It must be acknowledged, however, that the idea of Lavoisier and Laplace was rather vague and even inexact on one important point. They admitted it to be evident that “all variations of heat, whether real or apparent, undergone by a bodily system when changing its state, are produced in inverse order when the system passes back to its original state.” This phrase is the very denial of equivalence where these changes of state are accompanied by external work.
Laplace, moreover, himself became later a very convinced partisan of the hypothesis of the material nature of caloric, and his immense authority, so fortunate in other respects for the development of science, was certainly in this case the cause of the retardation of progress.
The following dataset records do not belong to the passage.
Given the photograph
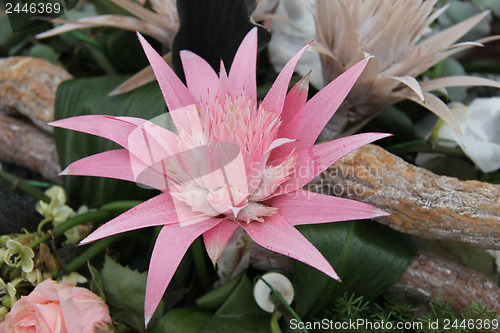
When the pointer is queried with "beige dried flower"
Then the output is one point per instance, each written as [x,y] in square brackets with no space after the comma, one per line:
[393,32]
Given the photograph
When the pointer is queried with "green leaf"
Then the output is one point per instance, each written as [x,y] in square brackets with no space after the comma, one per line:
[237,312]
[125,290]
[182,321]
[89,96]
[367,256]
[215,298]
[211,35]
[96,285]
[393,120]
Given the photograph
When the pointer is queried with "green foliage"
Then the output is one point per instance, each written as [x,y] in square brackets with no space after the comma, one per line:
[90,96]
[233,309]
[349,307]
[367,256]
[125,290]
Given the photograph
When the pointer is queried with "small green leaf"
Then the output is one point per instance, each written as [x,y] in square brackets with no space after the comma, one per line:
[125,290]
[215,298]
[239,313]
[367,256]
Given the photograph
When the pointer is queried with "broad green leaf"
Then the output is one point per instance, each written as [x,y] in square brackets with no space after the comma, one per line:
[124,50]
[392,120]
[96,285]
[367,256]
[239,313]
[89,96]
[125,290]
[44,52]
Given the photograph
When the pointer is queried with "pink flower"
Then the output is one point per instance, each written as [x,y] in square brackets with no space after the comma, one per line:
[53,307]
[233,163]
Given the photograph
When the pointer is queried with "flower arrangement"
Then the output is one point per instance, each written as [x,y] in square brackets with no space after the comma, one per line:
[214,199]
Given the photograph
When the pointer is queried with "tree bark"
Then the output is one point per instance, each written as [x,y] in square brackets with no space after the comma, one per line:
[420,202]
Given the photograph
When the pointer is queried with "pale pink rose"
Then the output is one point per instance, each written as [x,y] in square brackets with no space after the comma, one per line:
[57,307]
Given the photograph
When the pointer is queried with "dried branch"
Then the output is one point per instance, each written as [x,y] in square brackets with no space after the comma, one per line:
[420,202]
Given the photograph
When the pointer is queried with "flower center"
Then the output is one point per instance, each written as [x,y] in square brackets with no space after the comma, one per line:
[231,173]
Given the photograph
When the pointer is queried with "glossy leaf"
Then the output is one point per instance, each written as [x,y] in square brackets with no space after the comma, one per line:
[367,256]
[89,96]
[125,290]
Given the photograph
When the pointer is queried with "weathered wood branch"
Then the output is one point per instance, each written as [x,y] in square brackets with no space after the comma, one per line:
[430,277]
[420,202]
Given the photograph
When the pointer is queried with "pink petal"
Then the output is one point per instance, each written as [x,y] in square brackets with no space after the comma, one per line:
[278,235]
[243,69]
[171,245]
[316,159]
[307,124]
[304,207]
[142,138]
[216,238]
[174,92]
[273,102]
[69,309]
[160,210]
[295,100]
[201,79]
[116,164]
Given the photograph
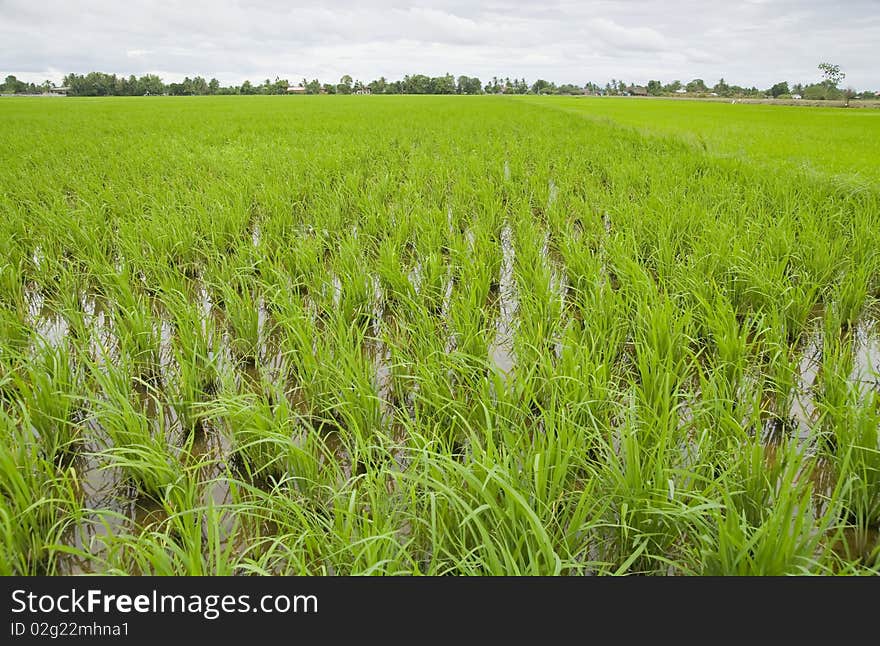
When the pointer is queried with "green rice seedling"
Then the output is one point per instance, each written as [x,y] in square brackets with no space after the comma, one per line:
[437,335]
[37,501]
[49,395]
[243,315]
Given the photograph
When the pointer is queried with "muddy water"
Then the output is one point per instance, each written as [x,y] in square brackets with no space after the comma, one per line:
[112,509]
[501,350]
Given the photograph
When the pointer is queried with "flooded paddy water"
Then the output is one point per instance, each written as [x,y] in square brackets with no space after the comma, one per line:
[581,354]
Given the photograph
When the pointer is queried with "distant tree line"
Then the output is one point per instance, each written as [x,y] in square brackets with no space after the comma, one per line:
[101,84]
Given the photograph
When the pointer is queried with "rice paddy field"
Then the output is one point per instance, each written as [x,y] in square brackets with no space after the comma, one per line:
[438,335]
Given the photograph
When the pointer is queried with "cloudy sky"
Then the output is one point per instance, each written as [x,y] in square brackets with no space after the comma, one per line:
[745,41]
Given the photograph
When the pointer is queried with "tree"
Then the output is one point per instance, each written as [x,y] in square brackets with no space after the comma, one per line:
[831,75]
[543,87]
[779,89]
[697,85]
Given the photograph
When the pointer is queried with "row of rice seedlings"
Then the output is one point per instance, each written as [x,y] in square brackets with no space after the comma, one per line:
[625,436]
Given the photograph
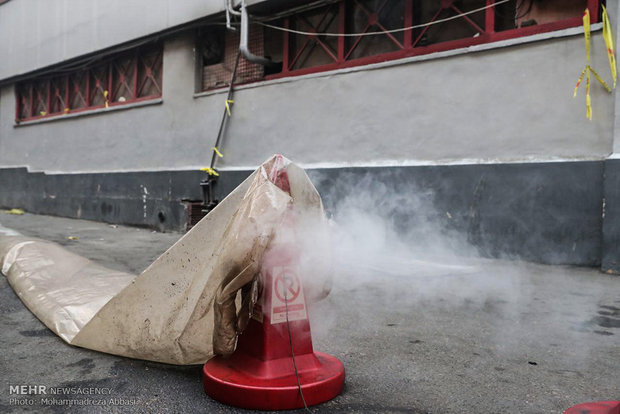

The names of Young, Rumford, Davy, are often quoted among those physicists who, at the commencement of the nineteenth century, caught sight of the new truths as to the nature of heat. To these names is very properly added that of Sadi Carnot. A note found among his papers unquestionably proves that, before 1830, ideas had occurred to him from which it resulted that in producing work an equivalent amount of heat was destroyed. But the year 1842 is particularly memorable in the history of science as the year in which Jules Robert Mayer succeeded, by an entirely personal effort, in really enunciating the principle of the conservation of energy. Chemists recall with just pride that the Remarques sur les forces de la nature animee, contemptuously rejected by all the journals of physics, were received and published in the Annalen of Liebig. We ought never to forget this example, which shows with what difficulty a new idea contrary to the classic theories of the period succeeds in coming to the front; but extenuating circumstances may be urged on behalf of the physicists.
Robert Mayer had a rather insufficient mathematical education, and his Memoirs, the Remarques, as well as the ulterior publications, Memoire sur le mouvement organique et la nutrition and the Materiaux pour la dynamique du ciel, contain, side by side with very profound ideas, evident errors in mechanics. Thus it often happens that discoveries put forward in a somewhat vague manner by adventurous minds not overburdened by the heavy baggage of scientific erudition, who audaciously press forward in advance of their time, fall into quite intelligible oblivion until rediscovered, clarified, and put into shape by slower but surer seekers. This was the case with the ideas of Mayer. They were not understood at first sight, not only on account of their originality, but also because they were couched in incorrect language.